Part of it might also be that an innocent person, held for 3 or 4 years, possibly in solitary confinement, and very likely undergoing torture, might not be inclined to let bygones be bygones if released. The Bush Admin, in its infinite wisdom, is energetically making new terrorists in its prisons, as well as throughout the world.
Posted by: CaseyL | December 26, 2005 at 03:17 PM
The notion that our government might actually make a "mistake" is hard to grasp, to be sure, given the unpleasantness of it.
Still, one is better off learning how that sort of thing happens, rather than comforting one's self with the far more pleasant preference. That's my poor theory, anyway.
Posted by: Gary Farber | December 26, 2005 at 03:43 PM
I just wrote my senator (Specter, PA), under the "a drop in the bucket is still a drop" rule.
Thanks for your continued posting on this case.

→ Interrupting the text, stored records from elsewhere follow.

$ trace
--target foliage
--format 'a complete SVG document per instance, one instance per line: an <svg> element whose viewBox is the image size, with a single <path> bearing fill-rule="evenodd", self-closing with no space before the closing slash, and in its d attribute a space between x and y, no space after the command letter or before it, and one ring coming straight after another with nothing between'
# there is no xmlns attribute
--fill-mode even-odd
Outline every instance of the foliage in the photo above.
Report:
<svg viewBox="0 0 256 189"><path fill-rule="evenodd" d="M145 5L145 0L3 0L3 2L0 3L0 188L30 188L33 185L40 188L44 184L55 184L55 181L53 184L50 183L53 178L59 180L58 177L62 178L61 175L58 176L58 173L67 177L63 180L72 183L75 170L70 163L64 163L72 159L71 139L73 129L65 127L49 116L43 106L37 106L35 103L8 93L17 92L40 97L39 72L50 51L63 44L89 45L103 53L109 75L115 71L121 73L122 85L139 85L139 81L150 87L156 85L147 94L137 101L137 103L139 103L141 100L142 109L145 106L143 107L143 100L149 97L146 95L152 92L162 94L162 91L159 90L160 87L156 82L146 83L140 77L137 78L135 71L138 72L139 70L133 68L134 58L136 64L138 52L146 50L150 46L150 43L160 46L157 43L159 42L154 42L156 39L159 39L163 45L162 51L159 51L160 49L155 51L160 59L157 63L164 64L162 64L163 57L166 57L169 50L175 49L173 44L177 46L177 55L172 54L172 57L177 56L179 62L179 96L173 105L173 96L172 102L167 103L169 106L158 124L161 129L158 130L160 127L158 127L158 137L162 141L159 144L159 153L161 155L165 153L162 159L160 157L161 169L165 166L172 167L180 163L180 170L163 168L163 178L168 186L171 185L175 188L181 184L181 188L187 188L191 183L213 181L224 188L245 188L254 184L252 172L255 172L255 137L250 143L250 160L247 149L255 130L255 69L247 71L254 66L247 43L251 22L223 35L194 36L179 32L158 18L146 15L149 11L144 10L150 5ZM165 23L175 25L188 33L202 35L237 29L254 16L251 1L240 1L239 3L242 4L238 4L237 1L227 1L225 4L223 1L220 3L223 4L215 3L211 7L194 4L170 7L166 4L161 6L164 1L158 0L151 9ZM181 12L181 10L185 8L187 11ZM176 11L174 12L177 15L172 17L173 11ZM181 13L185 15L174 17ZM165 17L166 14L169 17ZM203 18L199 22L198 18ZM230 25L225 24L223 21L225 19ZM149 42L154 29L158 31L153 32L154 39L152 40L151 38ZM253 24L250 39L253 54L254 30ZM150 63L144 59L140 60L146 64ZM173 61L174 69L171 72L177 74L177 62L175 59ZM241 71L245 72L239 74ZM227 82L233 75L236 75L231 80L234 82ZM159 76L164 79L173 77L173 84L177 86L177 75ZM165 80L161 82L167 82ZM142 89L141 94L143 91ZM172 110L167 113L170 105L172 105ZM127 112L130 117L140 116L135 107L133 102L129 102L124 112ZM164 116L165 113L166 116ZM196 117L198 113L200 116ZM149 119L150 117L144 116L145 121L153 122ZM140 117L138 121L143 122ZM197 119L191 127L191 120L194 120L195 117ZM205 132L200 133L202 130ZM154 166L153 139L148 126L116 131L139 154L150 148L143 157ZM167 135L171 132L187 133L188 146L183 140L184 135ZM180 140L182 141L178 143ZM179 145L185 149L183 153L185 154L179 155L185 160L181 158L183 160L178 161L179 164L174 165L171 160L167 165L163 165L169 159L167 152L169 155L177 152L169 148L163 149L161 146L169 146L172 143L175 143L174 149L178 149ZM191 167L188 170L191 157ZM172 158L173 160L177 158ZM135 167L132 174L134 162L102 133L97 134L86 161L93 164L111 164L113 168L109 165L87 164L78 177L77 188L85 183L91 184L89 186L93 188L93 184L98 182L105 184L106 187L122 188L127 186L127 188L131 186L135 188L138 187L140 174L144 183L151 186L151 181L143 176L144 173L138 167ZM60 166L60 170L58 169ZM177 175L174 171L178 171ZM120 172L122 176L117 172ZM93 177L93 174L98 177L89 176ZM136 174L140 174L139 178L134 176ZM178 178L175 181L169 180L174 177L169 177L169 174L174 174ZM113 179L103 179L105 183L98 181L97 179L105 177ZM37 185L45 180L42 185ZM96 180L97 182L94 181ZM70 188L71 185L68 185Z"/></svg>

Posted by: Amanda | December 26, 2005 at 10:25 PM
Interesting story. But I'm curious: how can a military training camp in Taliban-controlled Afghanistan exist without there being Taliban sanction of the camp?
Posted by: John-Paul Pagano | December 27, 2005 at 12:46 AM
I guess I'm still naive. This judge thinks this abstract exercise in Wonderland fantasy is the practice of law?
Posted by: janinsanfran | December 27, 2005 at 01:52 AM
"how can a military training camp in Taliban-controlled Afghanistan exist without there being Taliban sanction of the camp?"
Simple - no-one, including the Taliban, has *ever* been able to make their writ run over all of Afghanistan.
Of course, even if the camp was Taliban sanctioned this still doesn't make the Uighurs enemies of the *US* - the Taliban were sympathetic to the Xinkiang insurgency (which is maybe one reason China didn't veto the invasion).
Posted by: derrida derider | December 27, 2005 at 03:14 AM
hil:
Regarding the powers of the executive to hold Mariel Cubans in federal prison in "detention" (not being "punished", certainly not), pending a deportation that could not reasonably take place, try a 9th Circuit case captioned Alvarez-Mendez v. Stock.
it's noteworthy that this case, and others like it, lead Congress to change the law and restrict the power of the executive to hold detainees in perpetuity.
Any relationship between this case and the existence of Gitmo is, of course, purely coincidental. For that matter, any similarity between Congressional response to Executive assertion of power over non-deportable detainees and over, say, foreign intelligence surveillance is ... irrelevant?
ps: cast a quick look at the list of those on the side of the plaintiff.